I'm not much into hero worship -- and that still holds for George Washington, well argued to be among the best of America's Founding Fathers in conduct, morality and leadership. Nevertheless, coming to Mount Vernon was an amazing experience, mostly as a walk through time of the life of one man who inarguably impacted our national foundation more than any other.
The experience began in the store area (which is connected to the Mount Vernon Inn Restaurant -- see my review), and migrated through glass doors to the main ticket office, which can be reached without going through the store or restaurant. We followed the tour onto the grounds and got a thorough history lesson and a tour of the Mount Vernon estate. Though most rooms are understandably inaccessible, nearly everything is visible and was well explained by our guide. He discussed Washington's family history and the initial construction of the first house, expansions, his time and experiments on the grounds, relationship with his wife, his conduct with his enslaved staff, his time away as a general (not much into the wartime, itself) and the legacy of the estate.
What struck me most was walking through a home within which lived a man and family far more as a homeowner than as a general or president. Not only did Washington only visit his home once while leading the American Revolution as general, but he only served eight years away while president. From infancy, Mount Vernon had been his home. Personally, that interested me more than his other accomplishments.
The chance to see a home lived in and well used given his stature and import to the national and international community, you could picture Lafayette, Jefferson, Adams, Hamilton, Jones and so many more staying in the upstairs rooms, coming down for breakfast, walking the grounds and otherwise sharing time with George and his family.
Lastly, my friends and I went to the tomb where George and several generations of his family are buried.

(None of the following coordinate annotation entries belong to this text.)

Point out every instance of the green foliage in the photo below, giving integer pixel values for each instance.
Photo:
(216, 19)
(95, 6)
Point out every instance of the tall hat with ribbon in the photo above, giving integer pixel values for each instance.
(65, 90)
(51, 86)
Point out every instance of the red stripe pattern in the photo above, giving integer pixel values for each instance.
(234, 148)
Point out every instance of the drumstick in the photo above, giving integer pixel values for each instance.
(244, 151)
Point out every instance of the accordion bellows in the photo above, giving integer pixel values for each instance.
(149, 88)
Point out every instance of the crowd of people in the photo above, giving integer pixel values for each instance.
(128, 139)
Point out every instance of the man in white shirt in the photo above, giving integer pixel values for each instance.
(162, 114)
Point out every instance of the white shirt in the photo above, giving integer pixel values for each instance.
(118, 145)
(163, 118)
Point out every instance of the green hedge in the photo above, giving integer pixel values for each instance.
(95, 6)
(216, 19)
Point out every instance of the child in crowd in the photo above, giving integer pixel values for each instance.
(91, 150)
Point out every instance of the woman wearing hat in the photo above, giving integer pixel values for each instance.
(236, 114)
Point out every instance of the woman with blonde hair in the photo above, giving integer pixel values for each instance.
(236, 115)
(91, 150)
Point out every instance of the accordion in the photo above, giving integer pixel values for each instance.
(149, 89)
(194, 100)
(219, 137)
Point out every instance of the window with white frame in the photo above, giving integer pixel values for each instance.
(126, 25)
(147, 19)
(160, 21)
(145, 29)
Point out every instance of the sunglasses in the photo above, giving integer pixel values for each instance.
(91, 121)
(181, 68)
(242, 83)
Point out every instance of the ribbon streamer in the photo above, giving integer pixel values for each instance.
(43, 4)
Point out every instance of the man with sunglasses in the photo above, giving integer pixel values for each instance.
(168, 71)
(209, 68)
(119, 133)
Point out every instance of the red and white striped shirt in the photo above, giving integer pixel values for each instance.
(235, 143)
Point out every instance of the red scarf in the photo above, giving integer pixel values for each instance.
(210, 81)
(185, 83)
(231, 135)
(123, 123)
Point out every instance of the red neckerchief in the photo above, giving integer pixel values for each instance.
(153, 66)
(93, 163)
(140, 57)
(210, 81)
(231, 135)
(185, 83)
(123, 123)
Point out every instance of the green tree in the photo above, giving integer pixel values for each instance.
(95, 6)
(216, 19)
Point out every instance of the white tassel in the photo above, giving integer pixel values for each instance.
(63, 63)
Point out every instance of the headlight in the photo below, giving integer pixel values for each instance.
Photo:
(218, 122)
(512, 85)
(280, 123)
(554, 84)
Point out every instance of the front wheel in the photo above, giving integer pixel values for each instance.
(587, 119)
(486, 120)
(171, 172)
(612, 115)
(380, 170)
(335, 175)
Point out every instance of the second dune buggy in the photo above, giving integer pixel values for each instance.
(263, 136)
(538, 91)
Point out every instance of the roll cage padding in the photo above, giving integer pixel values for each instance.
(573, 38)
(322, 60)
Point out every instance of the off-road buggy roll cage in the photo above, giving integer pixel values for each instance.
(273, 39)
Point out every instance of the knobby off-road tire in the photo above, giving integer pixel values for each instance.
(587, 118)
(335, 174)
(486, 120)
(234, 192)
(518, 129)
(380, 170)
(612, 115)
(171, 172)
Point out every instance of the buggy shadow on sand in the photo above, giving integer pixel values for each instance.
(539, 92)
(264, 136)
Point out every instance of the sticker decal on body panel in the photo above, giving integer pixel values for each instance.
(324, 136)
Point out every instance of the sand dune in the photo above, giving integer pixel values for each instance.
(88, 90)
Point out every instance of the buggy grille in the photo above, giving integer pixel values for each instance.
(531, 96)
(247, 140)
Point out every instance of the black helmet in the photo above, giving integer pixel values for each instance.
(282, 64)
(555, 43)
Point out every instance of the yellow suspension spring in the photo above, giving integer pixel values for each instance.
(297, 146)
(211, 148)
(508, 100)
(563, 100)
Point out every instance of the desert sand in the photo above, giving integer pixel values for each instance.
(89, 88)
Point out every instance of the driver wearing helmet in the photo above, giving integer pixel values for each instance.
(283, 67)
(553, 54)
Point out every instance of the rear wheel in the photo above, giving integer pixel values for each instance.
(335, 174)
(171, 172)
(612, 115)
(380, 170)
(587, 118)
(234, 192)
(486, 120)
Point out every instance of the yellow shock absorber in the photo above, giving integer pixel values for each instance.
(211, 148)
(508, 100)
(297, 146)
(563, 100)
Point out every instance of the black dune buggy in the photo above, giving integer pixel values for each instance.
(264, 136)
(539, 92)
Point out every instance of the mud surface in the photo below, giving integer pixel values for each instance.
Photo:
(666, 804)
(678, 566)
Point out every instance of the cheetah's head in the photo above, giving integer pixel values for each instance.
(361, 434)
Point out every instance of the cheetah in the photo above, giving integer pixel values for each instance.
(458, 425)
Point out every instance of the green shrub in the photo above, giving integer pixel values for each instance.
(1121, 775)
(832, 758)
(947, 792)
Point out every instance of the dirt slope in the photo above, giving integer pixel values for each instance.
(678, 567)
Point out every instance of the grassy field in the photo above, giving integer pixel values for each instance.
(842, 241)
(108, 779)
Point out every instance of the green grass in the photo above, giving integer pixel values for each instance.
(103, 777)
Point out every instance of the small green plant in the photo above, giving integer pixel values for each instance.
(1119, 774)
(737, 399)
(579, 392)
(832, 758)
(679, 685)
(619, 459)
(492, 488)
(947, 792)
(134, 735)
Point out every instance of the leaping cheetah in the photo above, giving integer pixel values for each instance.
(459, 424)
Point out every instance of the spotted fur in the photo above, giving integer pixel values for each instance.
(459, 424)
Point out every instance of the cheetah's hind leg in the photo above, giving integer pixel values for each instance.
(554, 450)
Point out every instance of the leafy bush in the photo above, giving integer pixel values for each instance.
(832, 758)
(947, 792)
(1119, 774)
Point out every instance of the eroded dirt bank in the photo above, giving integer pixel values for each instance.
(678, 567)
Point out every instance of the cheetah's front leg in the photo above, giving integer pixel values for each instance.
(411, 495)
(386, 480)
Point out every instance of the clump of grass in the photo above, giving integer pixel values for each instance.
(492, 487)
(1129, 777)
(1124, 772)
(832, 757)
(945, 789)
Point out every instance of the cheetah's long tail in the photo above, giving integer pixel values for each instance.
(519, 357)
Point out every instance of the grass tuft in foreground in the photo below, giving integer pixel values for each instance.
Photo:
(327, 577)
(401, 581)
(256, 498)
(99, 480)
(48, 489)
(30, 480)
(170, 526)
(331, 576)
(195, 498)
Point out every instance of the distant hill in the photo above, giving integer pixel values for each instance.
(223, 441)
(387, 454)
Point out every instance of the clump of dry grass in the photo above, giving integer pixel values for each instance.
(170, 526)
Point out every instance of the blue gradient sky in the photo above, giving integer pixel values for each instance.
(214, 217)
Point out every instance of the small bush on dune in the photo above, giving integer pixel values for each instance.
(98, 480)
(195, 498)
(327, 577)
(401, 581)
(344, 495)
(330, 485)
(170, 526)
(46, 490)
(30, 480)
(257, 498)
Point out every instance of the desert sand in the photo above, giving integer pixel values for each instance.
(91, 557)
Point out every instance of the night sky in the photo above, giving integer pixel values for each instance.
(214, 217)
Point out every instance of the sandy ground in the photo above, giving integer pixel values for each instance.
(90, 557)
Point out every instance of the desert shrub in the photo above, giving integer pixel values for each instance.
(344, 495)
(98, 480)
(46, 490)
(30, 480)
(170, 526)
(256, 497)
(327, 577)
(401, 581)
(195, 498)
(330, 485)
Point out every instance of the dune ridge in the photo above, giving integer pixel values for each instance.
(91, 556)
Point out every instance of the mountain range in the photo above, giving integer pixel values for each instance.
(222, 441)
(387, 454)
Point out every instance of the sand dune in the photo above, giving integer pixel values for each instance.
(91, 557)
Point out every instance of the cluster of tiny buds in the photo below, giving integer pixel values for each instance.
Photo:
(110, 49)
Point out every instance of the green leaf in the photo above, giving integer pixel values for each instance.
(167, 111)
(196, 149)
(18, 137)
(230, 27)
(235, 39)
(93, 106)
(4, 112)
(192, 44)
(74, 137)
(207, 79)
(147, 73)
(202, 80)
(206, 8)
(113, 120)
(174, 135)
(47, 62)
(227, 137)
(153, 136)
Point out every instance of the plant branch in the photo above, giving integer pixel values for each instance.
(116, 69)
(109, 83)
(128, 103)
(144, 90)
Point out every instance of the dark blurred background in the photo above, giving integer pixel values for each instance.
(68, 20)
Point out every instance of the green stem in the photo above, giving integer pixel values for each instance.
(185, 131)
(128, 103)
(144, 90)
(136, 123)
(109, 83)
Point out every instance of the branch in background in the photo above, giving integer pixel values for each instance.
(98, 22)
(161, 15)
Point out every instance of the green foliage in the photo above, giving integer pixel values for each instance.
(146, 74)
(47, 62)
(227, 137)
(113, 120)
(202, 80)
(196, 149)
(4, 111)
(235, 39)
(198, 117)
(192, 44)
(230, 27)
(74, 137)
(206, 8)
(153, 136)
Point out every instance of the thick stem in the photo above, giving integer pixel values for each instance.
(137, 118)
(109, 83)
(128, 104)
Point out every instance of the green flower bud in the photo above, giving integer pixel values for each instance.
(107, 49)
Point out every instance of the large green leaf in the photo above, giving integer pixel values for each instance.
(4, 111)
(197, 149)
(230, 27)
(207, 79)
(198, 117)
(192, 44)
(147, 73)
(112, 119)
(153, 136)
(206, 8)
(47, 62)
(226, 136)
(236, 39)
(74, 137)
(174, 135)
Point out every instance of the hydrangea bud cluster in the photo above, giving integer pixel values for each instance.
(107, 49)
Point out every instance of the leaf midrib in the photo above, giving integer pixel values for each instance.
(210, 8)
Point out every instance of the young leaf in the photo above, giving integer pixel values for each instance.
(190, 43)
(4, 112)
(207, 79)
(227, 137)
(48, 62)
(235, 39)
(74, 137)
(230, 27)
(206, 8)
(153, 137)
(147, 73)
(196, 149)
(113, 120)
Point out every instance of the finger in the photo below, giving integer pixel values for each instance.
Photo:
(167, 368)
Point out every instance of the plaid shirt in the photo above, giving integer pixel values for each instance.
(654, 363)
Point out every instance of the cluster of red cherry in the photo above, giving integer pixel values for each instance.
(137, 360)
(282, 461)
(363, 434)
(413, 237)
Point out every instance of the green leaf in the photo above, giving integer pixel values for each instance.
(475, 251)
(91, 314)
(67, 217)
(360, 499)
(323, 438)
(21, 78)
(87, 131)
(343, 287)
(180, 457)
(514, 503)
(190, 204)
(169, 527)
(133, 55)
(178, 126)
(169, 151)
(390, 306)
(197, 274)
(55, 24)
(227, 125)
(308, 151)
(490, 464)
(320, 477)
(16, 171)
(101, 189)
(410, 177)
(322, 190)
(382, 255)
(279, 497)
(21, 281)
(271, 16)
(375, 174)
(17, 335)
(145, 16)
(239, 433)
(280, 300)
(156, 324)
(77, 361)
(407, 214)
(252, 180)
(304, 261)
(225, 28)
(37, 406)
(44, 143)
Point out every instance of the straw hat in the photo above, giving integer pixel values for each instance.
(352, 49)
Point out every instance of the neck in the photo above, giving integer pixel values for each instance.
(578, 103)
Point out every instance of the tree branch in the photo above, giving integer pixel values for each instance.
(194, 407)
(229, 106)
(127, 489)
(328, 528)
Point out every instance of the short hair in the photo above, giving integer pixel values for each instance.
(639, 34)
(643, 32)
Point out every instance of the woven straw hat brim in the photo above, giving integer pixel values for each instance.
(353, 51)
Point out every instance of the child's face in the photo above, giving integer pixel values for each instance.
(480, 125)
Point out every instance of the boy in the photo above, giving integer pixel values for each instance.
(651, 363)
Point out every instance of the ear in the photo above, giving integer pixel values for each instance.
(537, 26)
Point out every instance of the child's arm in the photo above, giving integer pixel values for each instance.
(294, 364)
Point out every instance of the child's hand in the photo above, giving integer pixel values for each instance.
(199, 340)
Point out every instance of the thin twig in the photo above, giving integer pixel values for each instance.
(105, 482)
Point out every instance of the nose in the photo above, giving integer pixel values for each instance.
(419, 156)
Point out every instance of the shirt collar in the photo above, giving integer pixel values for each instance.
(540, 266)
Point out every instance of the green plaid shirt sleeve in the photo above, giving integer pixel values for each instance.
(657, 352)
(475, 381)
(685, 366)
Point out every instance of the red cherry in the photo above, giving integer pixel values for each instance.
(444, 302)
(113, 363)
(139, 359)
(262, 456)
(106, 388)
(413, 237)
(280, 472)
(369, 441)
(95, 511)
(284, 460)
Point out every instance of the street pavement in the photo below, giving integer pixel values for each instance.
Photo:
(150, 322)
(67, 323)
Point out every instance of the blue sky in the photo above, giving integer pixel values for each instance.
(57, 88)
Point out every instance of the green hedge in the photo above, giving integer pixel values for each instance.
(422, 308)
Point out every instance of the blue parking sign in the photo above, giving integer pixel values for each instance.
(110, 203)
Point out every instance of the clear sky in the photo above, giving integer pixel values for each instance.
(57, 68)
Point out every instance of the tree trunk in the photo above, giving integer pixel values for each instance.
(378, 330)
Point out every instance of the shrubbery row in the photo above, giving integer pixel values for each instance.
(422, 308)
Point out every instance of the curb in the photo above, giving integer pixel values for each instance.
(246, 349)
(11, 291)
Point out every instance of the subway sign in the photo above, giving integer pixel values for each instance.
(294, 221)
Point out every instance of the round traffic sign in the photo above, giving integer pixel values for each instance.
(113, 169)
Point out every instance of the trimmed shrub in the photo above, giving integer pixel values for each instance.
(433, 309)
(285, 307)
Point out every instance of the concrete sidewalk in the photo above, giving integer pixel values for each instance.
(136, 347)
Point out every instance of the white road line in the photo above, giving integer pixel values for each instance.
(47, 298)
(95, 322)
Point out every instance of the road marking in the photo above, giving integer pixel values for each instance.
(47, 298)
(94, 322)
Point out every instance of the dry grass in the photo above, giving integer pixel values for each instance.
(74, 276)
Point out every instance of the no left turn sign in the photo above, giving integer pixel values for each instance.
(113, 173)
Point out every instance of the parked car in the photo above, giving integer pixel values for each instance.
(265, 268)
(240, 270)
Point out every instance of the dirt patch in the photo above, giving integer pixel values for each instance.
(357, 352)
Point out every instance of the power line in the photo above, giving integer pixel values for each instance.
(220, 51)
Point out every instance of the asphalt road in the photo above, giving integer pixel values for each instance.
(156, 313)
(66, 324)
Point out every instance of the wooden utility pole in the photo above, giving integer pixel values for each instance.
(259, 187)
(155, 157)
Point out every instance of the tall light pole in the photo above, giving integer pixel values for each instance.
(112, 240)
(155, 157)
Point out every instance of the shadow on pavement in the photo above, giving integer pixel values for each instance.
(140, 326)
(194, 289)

I was blessed that, since it began to snow, my friend and I (both service members) helped the staff member roll up the Commander-in-Chief flag to stow away during the inclemency. You look at the marble sarcophagus round about his coffin and realize the body lying within is but dust and the man who once occupied it is long gone, but it serves as a great memory to what any man can do with his life and the legacy he can leave behind.
Before stopping at the sight, however, my friends and I stopped at the Mount Vernon Inn, a restaurant. We were seated quickly in a rather cozy room with a fireplace (I was stoked, so punny). It was comfortable. My friends ordered drinks. For food, I ordered meatloaf -- unsurprisingly, it's Northern meatloaf (the difference is Northern meatloaf is dense and usually served with brown gravy, while Southern meatloaf is fluffy and soft with a tomato topping). It was good, stuffed with greens on a bed of mashed potatoes. It was a great meal and very good, responsive service. My friends loved what they ordered and it was a really great experience!